Мистер Левесон сунул руку во внутренний карман и вынул бумаги.
– Не потрудитесь объяснить это?
Грация взяла их, и все запутанные, недосказанные фразы, вертевшиеся у нее на языке, забылись. На листах черным по белому читались слова, выплеснутые ею в порыве страсти после того, как разразился скандал с Калли. Критика «Л. М.».
– Где вы взяли это? – спросила она, осознав, что это – неправильный вопрос, едва он слетел с ее губ.
– Один мой друг принес мне копию корректуры. Хотел знать, что я об этом думаю. Что я сделал, чтобы заслужить подобное презрение?
Грация не могла сглотнуть ком в горле. Бумаги в ее руках дрожали, слова расплывались перед глазами. Тихим голосом она спросила:
– И что вы об этом думаете?
– Что меня надули. Я сразу узнал ваши обороты речи… даже без «Г. Элфинстоун». Я не должен был верить вам. Вас забавляло добиваться моего интереса, насмехаясь у меня за спиной?
– Я никогда не хотела… Не представляла, что это вы.

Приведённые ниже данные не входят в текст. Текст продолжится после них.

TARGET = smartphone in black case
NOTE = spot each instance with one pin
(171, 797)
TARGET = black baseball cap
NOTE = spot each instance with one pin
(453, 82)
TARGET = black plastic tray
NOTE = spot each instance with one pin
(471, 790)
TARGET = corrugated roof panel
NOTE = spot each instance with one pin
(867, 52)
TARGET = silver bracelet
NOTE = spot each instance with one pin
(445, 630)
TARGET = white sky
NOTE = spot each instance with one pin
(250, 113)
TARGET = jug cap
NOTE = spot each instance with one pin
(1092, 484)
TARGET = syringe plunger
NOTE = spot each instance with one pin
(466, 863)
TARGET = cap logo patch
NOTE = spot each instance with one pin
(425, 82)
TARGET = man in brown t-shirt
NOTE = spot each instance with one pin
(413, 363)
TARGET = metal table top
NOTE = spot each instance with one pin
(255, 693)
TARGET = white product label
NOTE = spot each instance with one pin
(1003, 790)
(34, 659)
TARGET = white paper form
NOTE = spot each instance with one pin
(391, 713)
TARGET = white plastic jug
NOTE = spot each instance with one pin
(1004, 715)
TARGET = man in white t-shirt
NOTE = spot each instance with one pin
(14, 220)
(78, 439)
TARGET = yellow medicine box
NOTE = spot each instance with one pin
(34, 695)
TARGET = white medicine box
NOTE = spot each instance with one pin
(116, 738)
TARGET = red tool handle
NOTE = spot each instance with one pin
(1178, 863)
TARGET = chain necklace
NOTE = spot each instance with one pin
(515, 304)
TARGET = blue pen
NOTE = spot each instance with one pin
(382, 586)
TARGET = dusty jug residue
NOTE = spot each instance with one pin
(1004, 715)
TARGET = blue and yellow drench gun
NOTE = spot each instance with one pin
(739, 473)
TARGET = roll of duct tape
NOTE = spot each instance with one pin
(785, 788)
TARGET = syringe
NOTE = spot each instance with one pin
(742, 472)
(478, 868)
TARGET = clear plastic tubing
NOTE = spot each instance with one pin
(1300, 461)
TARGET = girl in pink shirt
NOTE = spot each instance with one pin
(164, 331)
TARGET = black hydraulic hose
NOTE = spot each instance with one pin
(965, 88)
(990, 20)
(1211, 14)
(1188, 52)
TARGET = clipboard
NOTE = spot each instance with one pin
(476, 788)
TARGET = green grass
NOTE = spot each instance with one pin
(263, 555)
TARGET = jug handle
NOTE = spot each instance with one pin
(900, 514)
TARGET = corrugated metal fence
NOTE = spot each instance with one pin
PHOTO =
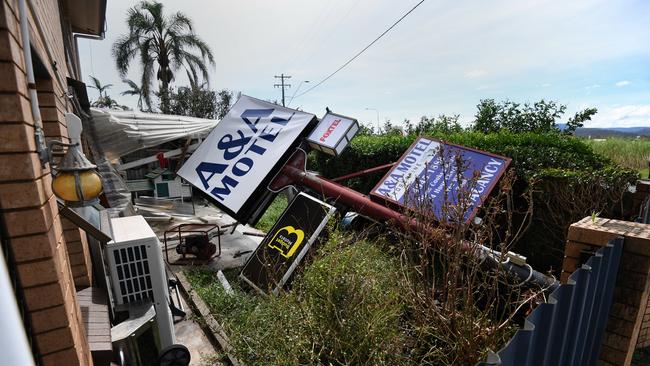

Не в тот момент, когда писала отзыв.
Но мистер Левесон был в ярости: если он и видел, что ее оправдания справедливы, то не признал это.
– А потом? Когда показывал вам статью? Вы могли предупредить меня.
– Я собиралась… – начала Грация, но замолчала. Почему она не сделала этого? Потому что боялась такого разговора. – Я пыталась отозвать свой отзыв, но они только посмеялись надо мной.
– И вы не подумали, что я мог бы добиться в этом вопросе большего успеха?
Горячая надежда охватила ее.
– А вы могли бы?
Мистер Левесон выхватил у нее бумаги и швырнул на землю.